The first number appeared July 4, 1794, and he edited it till Sept. 27, 1825. Almost immediately after the first appearance of the "Iris," he was fined £20, and sentenced to three months' imprisonment, for printing a doggerel ballad on "The Fall of the Bastile" for a poor hawker. Again in 1796 he was found guilty of sedition, fined £30, and sentenced to six months' imprisonment, for publishing in his newspaper an account of a riot in Sheffield. He was confined in York castle, where he wrote a small volume of poems entitled "Prison Amusements," published in 1797. His gentle yet earnest character, and his literary ability, gradually won him the regard of his political opponents, and he began to take a high rank as a sacred poet.
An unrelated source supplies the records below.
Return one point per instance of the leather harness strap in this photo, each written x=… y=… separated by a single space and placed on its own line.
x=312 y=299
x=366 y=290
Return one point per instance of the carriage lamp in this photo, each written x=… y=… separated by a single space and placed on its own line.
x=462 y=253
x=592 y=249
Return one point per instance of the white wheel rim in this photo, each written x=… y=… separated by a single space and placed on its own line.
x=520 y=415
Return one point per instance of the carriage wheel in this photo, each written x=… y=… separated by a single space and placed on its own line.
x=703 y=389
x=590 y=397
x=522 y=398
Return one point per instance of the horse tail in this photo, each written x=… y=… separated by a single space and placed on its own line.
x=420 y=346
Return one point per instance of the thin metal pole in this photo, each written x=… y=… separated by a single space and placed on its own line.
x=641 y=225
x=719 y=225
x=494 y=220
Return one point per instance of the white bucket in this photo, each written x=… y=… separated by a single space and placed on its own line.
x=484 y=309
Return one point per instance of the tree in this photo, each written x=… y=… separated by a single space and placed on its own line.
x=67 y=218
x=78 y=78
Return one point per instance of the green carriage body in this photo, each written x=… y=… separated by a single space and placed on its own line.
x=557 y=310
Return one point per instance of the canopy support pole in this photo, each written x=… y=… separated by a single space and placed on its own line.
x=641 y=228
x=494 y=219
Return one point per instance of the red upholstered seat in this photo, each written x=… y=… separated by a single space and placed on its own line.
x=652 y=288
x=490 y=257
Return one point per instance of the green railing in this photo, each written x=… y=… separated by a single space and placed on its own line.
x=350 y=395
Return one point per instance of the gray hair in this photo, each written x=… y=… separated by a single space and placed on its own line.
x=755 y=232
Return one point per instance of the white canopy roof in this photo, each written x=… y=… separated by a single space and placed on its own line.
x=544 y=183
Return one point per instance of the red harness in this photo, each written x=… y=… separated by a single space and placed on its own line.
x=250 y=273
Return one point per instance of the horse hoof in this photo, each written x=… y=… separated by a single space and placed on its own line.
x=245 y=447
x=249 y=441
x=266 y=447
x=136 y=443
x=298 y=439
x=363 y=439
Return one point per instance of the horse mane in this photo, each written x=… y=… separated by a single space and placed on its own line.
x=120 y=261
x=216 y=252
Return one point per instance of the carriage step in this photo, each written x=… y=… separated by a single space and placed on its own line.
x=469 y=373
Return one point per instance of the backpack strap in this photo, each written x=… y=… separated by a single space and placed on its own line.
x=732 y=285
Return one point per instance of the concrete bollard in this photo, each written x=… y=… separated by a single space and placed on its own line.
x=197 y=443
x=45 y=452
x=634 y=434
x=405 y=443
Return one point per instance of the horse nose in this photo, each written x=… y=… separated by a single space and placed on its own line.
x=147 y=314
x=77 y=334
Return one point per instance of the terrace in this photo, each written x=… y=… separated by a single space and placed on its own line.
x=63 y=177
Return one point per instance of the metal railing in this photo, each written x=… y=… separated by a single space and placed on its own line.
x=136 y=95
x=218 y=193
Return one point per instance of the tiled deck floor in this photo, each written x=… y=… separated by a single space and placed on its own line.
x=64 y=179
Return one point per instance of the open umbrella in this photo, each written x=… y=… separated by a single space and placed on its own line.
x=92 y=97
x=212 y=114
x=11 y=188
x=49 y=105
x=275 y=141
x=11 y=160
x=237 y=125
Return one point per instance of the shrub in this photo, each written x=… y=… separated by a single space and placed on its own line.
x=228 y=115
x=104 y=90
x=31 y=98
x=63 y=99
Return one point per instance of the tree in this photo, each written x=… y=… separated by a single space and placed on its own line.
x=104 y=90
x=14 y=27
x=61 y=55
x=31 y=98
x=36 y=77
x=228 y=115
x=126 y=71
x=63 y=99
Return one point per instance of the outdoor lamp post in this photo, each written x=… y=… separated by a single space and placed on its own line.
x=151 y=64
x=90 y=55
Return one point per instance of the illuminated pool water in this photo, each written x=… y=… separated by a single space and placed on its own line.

In 1806 he published "The Wanderer of Switzerland," in 1810 " The West Indies" and " Greenland," and in 1812 "The World before the Flood," which attained great popularity. In 1835 a pension of £150 was bestowed on him by the queen. He was a liberal whig, and an ardent slavery abolitionist, and in his manhood reunited himself with the Moravians. Besides the works mentioned, he published " The Pelican Island, and other Poems " (1827), and " Original Hymns" (1853); and in prose, "Lectures on Poetry and General Literature, delivered at the Royal Institution in 1830 and 1831" (1833). Collected editions of his poetical works were published in 6 vols, in 1836, 4 vols, in 1841 and 1855, and 1 vol. in 1850 and 1855. Memoirs, with correspondence and journals (7 vols. 8vo, 1855-'0), were published by John Holland and James Everett.